5. Outlook and Summary

This pseudo-material virtual experiment is only to demonstrate that there might be several effects causing non-Fourier behavior of the registered temperature data. Here, the assumed mixing of “Fourier-temperatures” is analogous with the GK equation in sense of the hierarchy of Fourier equation: dual heat-conducting channels are present and interact with each other. However, the GK equation is more general, there is no need to assume some mechanism to derive the constitutive equation.

Comparing Equations (6) to (25), the hierarchy of Fourier equation appears in a different way. While (6) contains the zeroth and first order time derivatives of Fourier equation, the (25) instead contains its second order time and spaces derivatives. Recalling that Equation (25)

$$\begin{array}{cc}\hfill \frac{1}{c_{\Vert }^2}{\left({\gamma }_1^{}\dot{T}-k▵T\right)}^{··}& =▵[\underset{{\gamma }_2^{}}{\left(\underbrace{\varrho c-\frac{6E^{\mathrm{d}}{E}^{\mathrm{s}}{\alpha }^2{T}_0}{E^{\mathrm{s}}+2E^{\mathrm{d}}}}\right)}\dot{T}-k▵T].\hfill \end{array}$$

(34)

is derived using the assumption that thermal expansion is present beside heat conduction, it becomes obvious to compare it to a ballistic (i.e., thermal expansion induced) heat conduction model.

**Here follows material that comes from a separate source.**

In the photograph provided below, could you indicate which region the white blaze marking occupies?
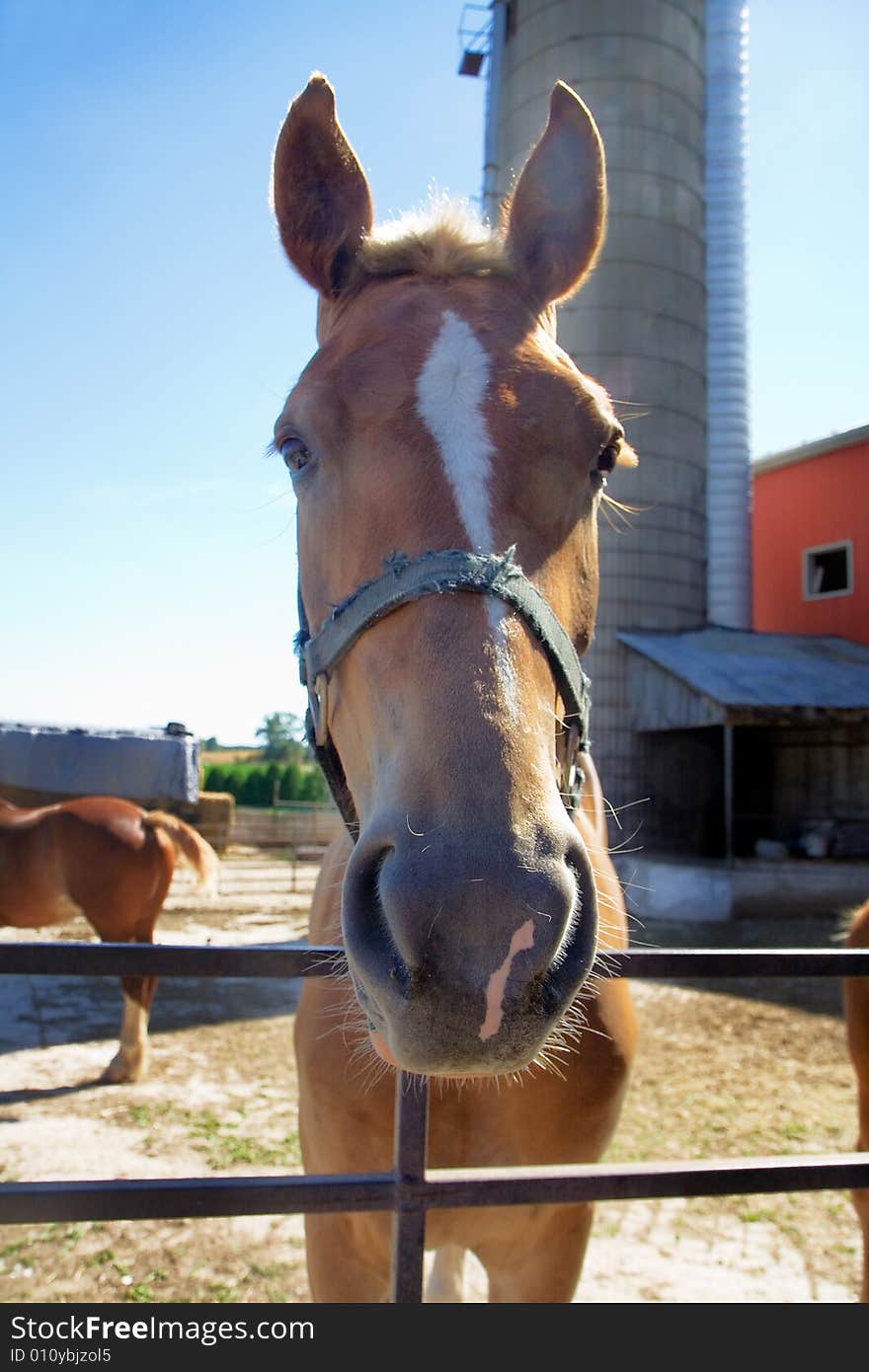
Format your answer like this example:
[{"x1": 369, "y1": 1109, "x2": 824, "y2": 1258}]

Let us consider such model from [7]:

$$\begin{array}{c}\hfill {\tau }_1{\tau }_2\stackrel{⃛}{T}+({\tau }_1+{\tau }_2)\ddot{T}+\dot{T}=a▵T+({\kappa }^2+a{\tau }_2)▵\dot{T},\end{array}$$

(35)

where ${\tau }_1$ and ${\tau }_2$ are relaxation times. Equation (35) have been tested on experiments, too [16]. Eventually, the GK equation is extended with a third order time derivative and the coefficients are modified by presence of ${\tau }_2$. On contrary to Equation (34), it does not contain any fourth order derivative. Actually, the existing hierarchy of Fourier equation is extended, instead of $\tau$ and ${\kappa }^2$ the terms $({\tau }_1+{\tau }_2)$ and $({\kappa }^2+a{\tau }_2)$ appear within (35).

Although it is still not clear exactly what leads to over-diffusive heat conduction, the presented possible interpretations and approaches can be helpful to understand the underlying mechanism. It is not the first time to experimentally measure the over-diffusive propagation, but it is to consider its size dependence. The simplest thermo-mechanical coupling predicts size dependence of material coefficients that can be relevant in certain cases. All three approaches lead to a system of partial differential equations, which can be called hierarchical.